PACE A Partnership for an Advanced Computing Environment

September 29, 2012

Joe Cluster Status

Filed under: tech support — Tags: — Semir Sarajlic @ 8:08 pm

Around 8, 8:30pm on September 28, 2012, a power event took down the TSRB data center, knocking a significant fraction of the Joe cluster offline.

With assistance from Operations, we are now bringing these nodes online after determining that several of the management switches for these nodes did not recover from the event gracefully. As these switches control our ability to manage the nodes, we had to wait until the switches were available to bring nodes online, now at about 4pm on September 29, 2012.

Jobs that were running on these nodes (iw-a2-* and iw-a3-*) at the time of the outage may have terminated abnormally. Jobs scheduled but not running should be fine.

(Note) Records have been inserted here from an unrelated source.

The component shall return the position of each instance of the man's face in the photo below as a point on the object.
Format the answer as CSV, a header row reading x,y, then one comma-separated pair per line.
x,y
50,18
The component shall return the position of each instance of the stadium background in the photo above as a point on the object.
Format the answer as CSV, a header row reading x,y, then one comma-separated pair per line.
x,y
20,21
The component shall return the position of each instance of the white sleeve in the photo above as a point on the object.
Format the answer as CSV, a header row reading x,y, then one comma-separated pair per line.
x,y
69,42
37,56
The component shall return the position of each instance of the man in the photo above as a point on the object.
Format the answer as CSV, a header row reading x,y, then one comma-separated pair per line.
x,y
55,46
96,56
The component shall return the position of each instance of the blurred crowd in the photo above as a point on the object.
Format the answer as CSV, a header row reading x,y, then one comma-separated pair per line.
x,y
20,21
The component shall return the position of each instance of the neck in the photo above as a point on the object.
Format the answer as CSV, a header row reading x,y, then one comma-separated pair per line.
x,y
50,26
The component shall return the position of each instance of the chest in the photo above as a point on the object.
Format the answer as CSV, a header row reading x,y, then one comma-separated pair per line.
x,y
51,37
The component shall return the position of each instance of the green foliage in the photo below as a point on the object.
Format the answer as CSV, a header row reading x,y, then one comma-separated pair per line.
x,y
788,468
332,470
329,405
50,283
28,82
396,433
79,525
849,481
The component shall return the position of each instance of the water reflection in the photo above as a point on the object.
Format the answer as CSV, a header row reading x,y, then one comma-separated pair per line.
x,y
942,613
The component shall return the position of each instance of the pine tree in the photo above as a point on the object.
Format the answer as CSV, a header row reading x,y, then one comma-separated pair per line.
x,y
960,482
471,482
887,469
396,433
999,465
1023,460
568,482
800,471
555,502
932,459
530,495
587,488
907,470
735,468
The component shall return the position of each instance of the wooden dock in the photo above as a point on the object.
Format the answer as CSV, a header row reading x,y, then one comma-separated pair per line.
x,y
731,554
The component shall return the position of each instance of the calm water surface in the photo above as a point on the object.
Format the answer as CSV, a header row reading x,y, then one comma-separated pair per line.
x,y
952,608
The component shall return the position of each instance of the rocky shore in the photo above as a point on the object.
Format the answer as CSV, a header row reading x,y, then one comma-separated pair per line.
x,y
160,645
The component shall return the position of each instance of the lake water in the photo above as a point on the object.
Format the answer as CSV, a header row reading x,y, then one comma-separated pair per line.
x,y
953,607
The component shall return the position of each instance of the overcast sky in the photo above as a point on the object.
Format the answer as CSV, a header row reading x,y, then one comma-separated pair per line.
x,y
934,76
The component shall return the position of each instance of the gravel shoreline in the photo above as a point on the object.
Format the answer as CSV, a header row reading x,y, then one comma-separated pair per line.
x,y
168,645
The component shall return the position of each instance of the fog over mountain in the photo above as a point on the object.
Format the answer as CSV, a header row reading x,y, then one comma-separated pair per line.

UPDATE @ 4:40pm, 2012-09-29: All nodes are online.

September 25, 2012

New and Updated Software: GCC, Maxima, OpenCV, Boost, ncbi_blast

Filed under: tech support — Semir Sarajlic @ 4:17 pm

Software Installation and Updates

We have had several requests for new or updated software since the last post on August 14.
Here are the details about the updates.
All of this software is installed on RHEL6 clusters (including force-6, uranus-6, ece, math, apurimac, joe-6, etc.)

GCC 4.7.2

The GNU Compiler Collection (GCC) includes compilers for many languages (C, C++, Fortran, Java, and Go).
This latest version of GCC supports advanced optimizations for the latest compute nodes in PACE.

Here is how to use it:

$ module load gcc/4.7.2
$ gcc <source.c>
$ gfortran <source.f>
$ g++ <source.cpp>

Versions of GCC already installed on RHEL6 cluster are gcc/4.4.5, gcc/4.6.2, and gcc/4.7.0

Maxima 5.28.0

Maxima is a system for the manipulation of symbolic and numerical expressions, including differentiation, integration, Taylor series, Laplace transforms, ordinary differential equations, systems of linear equations, polynomials, and sets, lists, vectors, matrices, and tensors. Maxima yields high precision numeric results by using exact fractions, arbitrary precision integers, and variable precision floating point numbers. Maxima can plot functions and data in two and three dimensions.

Here is how to use it:

$ module load clisp/2.49.0 maxima/5.28.0
$ maxima
#If you have X-Forwarding turned on, "xmaxima" will display a GUI with a tutorial
$ xmaxima

OpenCV 2.4.2

OpenCV (Open Source Computer Vision) is a library of programming functions for real time computer vision.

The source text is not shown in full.